La pensée ne fonctionne pas différemment. Lorsque nous voyons un objet c’est que notre œil reçoit des photons provenant de cet objet. Les photons sont des particules énergétiques, des particules de lumière. Cependant, dans le cas d’organisme tels que nous ce phénomène d’échange énergétique est beaucoup plus complexe. L’énergie est convertie en diverse forme complexe. Notre œil reçoit un photon et émet un signal électrique par voie nerveuse jusqu’à notre cerveau. Ce signal électrique prend lui aussi plusieurs formes : à l’intérieur du neurone il correspond à un flux d’électron, entre deux neurones différents, au niveau de la synapse, il correspond à un échange chimique d’ions. Les ions sont des molécules chargées, une molécule est un ensemble d’atomes et les atomes sont constitués de protons et d’électrons, une molécule est plusieurs millions de fois plus grosse qu’un électron, c’est dire à quel point le signal change de nature.

Tout ceci est important pour montrer la force du matérialisme. La matière et l’énergie sont la même chose, c’est ce qu’enseigne la célèbre formule d’Einstein E = mc². L’énergie (en joules) égale la masse (en kilogrammes) multipliée par environ 300 millions (vitesse de la lumière en mètres par seconde). La matière communique avec elle même en échangeant de l’énergie sous diverses formes. Aucune matière n’a aucun effet. Ce qui se présente à nos sens et à nos instruments de mesure c’est avant tout les effets de la matière, c’est-à-dire de l’énergie émis par un objet matériel.
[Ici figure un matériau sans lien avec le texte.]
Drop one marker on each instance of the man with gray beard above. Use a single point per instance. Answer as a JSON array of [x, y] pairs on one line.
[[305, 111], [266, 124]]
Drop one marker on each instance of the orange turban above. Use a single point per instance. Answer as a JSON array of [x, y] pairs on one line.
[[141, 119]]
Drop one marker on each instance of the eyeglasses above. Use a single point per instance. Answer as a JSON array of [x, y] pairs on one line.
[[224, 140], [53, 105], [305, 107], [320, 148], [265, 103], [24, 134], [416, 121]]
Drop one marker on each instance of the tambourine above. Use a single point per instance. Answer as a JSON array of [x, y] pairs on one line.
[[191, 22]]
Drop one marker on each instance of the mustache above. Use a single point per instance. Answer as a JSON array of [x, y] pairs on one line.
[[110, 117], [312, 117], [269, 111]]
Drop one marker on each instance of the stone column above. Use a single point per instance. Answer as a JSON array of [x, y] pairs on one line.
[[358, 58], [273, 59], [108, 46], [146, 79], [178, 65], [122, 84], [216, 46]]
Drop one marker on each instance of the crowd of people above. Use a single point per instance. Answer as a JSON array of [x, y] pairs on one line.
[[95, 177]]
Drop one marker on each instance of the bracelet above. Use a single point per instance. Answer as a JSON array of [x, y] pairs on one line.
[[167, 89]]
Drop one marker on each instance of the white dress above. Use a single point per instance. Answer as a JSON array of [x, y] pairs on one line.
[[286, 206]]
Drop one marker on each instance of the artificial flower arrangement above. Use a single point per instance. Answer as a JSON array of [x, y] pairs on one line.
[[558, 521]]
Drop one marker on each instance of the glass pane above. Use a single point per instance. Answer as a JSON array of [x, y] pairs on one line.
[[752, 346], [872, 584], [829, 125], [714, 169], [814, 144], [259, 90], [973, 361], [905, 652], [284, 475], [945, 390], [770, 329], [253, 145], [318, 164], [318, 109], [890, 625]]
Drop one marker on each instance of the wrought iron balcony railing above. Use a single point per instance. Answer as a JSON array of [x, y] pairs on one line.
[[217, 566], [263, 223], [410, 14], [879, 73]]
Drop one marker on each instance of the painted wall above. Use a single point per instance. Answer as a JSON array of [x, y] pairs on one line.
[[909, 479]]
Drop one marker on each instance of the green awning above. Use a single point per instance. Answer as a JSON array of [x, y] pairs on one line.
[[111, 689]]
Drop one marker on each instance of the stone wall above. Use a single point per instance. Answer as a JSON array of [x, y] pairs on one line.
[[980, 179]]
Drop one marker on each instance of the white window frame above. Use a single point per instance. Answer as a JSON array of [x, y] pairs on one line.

Or on ne peut démontrer l’existence que de ce qui a un effet soit sur nos sens, soit sur nos instruments de mesure. Donc tout ce qui existe est forcément quelque chose qui émet de l’énergie et ce qui l’émet. Comme l’énergie et la matière sont une seule et même chose sous deux formes différentes, tout ce qui existe est matière.

Nos sens et notre conscience ne perçoivent pas toutes les formes d’énergie qui existent. Celles-ci doivent être suffisamment intenses et correspondre à nos récepteurs.